What's disturbing is that they didn't announce this at the WWDC. They usually tell you what hardware certain things will work for, but they didn't when they talked about AirPlay. Granted, it was posted on the tech specs the day of the release, but many of us get our information from sites that are in the know and webcast things like the WWDC, and then buy the product with the trust that we got all the information we needed. Lesson learned.
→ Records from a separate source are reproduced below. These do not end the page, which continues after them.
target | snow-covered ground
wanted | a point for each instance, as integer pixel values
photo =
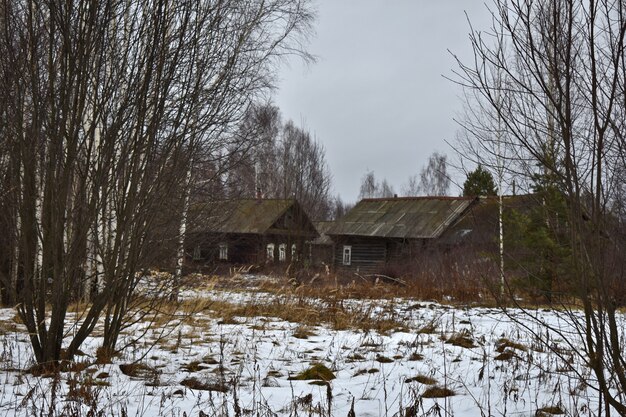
(202, 365)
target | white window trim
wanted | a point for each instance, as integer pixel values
(197, 253)
(223, 252)
(347, 250)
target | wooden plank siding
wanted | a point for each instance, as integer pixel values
(368, 255)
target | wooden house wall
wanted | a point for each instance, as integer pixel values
(368, 255)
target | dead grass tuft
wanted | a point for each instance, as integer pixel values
(416, 357)
(138, 370)
(549, 411)
(504, 344)
(316, 371)
(507, 355)
(462, 339)
(438, 392)
(422, 379)
(196, 384)
(303, 332)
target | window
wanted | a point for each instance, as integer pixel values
(347, 255)
(223, 251)
(197, 253)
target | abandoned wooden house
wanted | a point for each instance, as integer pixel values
(250, 231)
(380, 231)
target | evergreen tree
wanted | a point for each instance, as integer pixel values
(479, 182)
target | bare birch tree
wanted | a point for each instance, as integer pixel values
(107, 106)
(548, 87)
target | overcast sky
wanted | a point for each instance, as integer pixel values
(377, 98)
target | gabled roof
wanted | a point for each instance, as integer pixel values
(403, 218)
(480, 223)
(247, 216)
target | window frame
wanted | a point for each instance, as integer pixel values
(197, 253)
(223, 254)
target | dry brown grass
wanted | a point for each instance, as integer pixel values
(422, 379)
(462, 339)
(306, 312)
(438, 392)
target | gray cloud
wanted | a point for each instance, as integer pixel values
(376, 98)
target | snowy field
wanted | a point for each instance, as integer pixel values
(428, 359)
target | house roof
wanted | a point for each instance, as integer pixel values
(246, 216)
(404, 218)
(480, 223)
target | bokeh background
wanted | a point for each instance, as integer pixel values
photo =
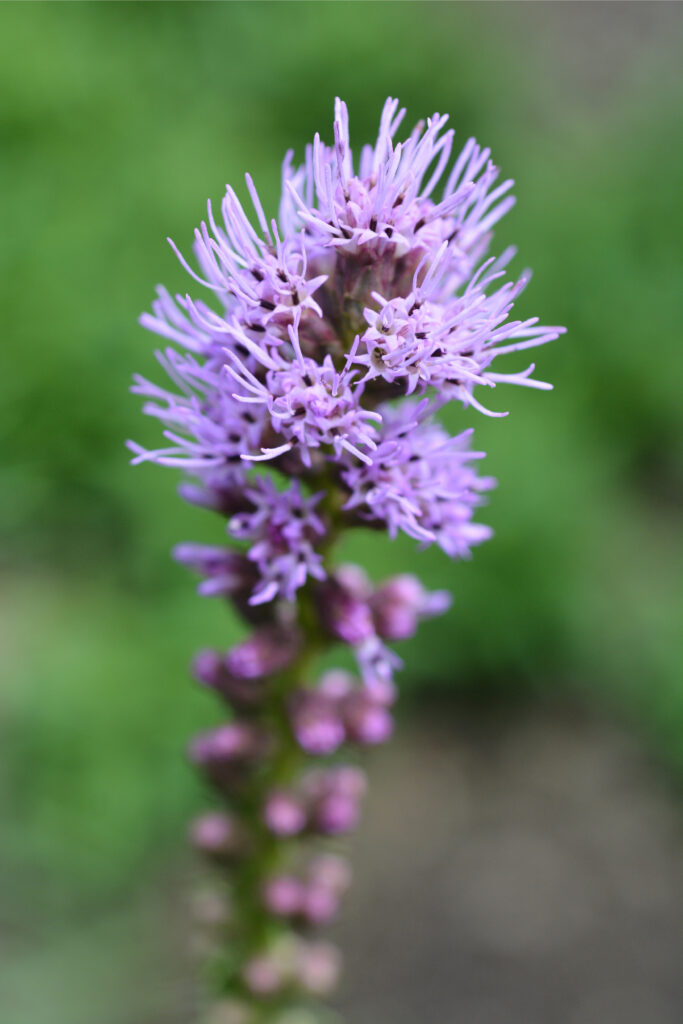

AirParrot works really well. Can be jumpy a bit, but that may be my network or internet connection, but for the most part works fine. To help with CPU usage, so that it doesn't "heat up" your computer, here is what AirParrot's rep suggested how to use it when I contacted them about this issue:
"AirParrot actually needs the OS to render the content to your screen in order to capture it and forward it on to your AppleTV. If you use AirParrot's extend desktop feature (which allows your Apple TV as a virtual second monitor) it will actually use much less CPU because the virtual screen is exactly the size of the TV output resolution, so we do not have to do any work scaling. The virtual screen also uses "virtual" graphics memory that is a direct part of AirParrot, so no extra energy is needed to access the image."
Now, even with that advice, I think AirParrot will still work fine with it's Mirroring option, if you need both screens to have the same content on them.